BARAN BEKİ
Otomotiv dünyasını sarsan "dieselgate" skandalının Almanya ayağında tarihi bir gelişme yaşandı. Braunschweig Bölge Mahkemesi, dört eski Volkswagen yöneticisini emisyon hilesi nedeniyle suçlu bularak cezalandırdı. Dört yıl süren yargılama sürecinin ardından verilen karar, skandalın Almanya'daki ilk ciddi yaptırımlarını oluşturuyor.

MAHKEME KARARI
Mahkeme, eski üst düzey yönetici Heinz-Jakob Neusser'e 1 yıl 3 aylık ertelenmeli hapis cezası verdi. Diğer yöneticilerden Jens H. 4,5 yıl hapis cezasına çarptırılırken, Hanno J. 2 yıl 7 ay hapis cezası aldı. Thorsten D. ise 1 yıl 10 aylık ertelenmeli hapis cezasıyla yargıdan çıktı. Dört yöneticinin tamamı suçlamaları reddetmişti.
Hakim Christian Schütz, kararı açıklarken araçların "defeat device" adı verilen, sistemi kandıran yazılımlarla donatıldığını ve bu durumun iki farklı emisyon değeri yarattığını belirtti. Laboratuvar testlerinde düşük, gerçek sürüş koşullarında ise çok daha yüksek azot oksit emisyonu ortaya çıkıyordu.
DİESELGATE SKANDALI
2015 yılının Eylül ayında ortaya çıkan skandal, Volkswagen'in dizel araçlarına emisyon testlerini manipüle eden yazılımlar yerleştirdiğinin keşfedilmesiyle başlamıştı. Bu olayı ilk West Virginia Üniversitesi'ndeki araştırmacılar fark etmişti. Aslında VW'nin dizel motorlarının nasıl bu kadar çevreci olduğunu araştırmak için başladıkları bu proje ise hiç tahmin etmedikleri bir şekilde sonlandı. Sonuç olarak, ABD Çevre Koruma Ajansı'nın (EPA) da dahil olmasıyla patlak veren olay, toplam 9 milyon aracı etkiledi.
Dava başlangıçta Avrupa ve ABD'de satılan 9 milyon aracı kapsıyordu, ancak mahkeme süreci boyunca bu rakam 4 milyon araçla sınırlandırıldı. Volkswagen, 2018 yılında Alman savcılarına 1 milyar euro ödeyerek cezai soruşturmayı sonlandırmıştı.

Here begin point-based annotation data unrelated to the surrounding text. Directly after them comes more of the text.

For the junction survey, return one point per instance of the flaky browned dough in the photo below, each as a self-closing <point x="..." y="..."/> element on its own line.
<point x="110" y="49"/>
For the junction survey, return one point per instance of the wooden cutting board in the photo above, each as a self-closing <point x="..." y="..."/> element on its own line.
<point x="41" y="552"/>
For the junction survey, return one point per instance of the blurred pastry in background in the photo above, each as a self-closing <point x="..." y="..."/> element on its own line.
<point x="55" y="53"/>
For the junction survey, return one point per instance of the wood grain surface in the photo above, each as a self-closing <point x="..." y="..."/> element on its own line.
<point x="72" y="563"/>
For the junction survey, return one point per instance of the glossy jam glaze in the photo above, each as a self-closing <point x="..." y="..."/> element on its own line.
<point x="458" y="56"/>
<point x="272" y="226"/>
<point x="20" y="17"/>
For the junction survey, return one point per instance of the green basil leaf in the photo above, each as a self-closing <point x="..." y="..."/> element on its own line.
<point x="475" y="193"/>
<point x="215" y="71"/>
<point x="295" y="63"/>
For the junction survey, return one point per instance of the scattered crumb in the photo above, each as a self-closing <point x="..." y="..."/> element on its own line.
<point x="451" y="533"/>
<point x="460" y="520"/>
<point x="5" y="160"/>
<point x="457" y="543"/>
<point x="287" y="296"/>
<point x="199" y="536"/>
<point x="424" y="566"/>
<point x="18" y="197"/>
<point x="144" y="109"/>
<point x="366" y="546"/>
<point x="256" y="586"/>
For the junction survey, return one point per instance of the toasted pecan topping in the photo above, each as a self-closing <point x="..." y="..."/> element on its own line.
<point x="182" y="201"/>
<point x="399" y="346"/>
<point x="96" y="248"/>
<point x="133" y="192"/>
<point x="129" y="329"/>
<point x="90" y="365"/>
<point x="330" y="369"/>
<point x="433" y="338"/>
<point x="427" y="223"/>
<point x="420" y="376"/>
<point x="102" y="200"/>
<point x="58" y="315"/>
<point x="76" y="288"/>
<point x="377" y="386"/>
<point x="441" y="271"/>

Bu araçlar arasında Türkiye'deki modeller de vardı. Bazı araçlara yazılım güncellemesi ile kısıtlama getirilirken bazı kullanıcılar ise "haberleri olmadan" bu güncellemelerin araçlarına uygulandığını iddia etmişti o dönemlerde.
Skandal sonrasında o dönemki CEO Martin Winterkorn istifa etmiş, şirket tarihi bir krizle karşı karşıya kalmıştı. Test ortamında düşük emisyon değerleri gösteren araçlar, gerçek kullanımda çok daha yüksek zararlı gaz salımı yapıyordu.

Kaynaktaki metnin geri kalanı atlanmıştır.